Gasless Allowlist (ECRecover)

Discord: @Rhaphie#3352
Twitter: @LacunaStrats

Overview

The methods I suspect most individuals are aware of for handling a presale/allowlist are through an array (expensive!), a Merkle Tree (rigid and painful), or the EIP-712 standard. The steps below outline an alternative approach through the application of coupons / vouchers, using ECSign and ECRecover, which is completely gasless and extremely flexible. This article covers these steps in detail to set up your own gasless allowlist.

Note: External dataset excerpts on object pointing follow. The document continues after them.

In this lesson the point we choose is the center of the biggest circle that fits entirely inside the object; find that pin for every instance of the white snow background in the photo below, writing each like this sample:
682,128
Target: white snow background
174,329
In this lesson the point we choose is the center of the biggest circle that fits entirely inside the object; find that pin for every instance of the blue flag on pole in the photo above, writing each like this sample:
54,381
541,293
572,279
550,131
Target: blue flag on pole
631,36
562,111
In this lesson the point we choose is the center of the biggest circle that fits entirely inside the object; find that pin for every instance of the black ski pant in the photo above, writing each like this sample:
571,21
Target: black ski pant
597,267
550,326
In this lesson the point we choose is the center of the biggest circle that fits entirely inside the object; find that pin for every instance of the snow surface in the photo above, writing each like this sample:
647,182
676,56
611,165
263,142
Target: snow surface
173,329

Please note that this project is for example purposes only and should be used to supplement what you know and provide reference points for applying this sort of an approach. It excludes many things that a fully fleshed-out project should include and is not intended to be a turn-key solution.

Key Sections

1. Coupon Signer: Generating the private/public keys needed to sign our coupons
2. Smart Contract Validation: Setting up the structure and validation method in our Smart Contract for our coupons
3. Generating Coupons: Creating the functionality to generate and update our coupons off-chain
4. dApp Coupon Mint: Setting up our dApp to include the coupons in our mint function.

Coupon Signer

The first thing we are going to need for our coupons is a private/public key pair from the wallet that will be used to sign the coupons. This key/value pair does not need to represent an existing wallet, nor does it need to be associated with anything else in your project. While we could use an existing wallet, I recommend the process of creating a random wallet. The private key generated from this wallet will be used to create the hashed signature, which will only return a valid response when checked against the public key in our validation method. A coupon signed by any other private key or a coupon that has been modified without being re-signed with the private key will fail validation. It is for this reason that our private key MUST remain properly secured and secreted away! In the event the private key is lost or exposed, we will need to generate a new set of coupons with a new private key, updating the public key (used to validate the coupons) in our Smart Contract accordingly. Fortunately, this is easy to do…but try not to lose that key.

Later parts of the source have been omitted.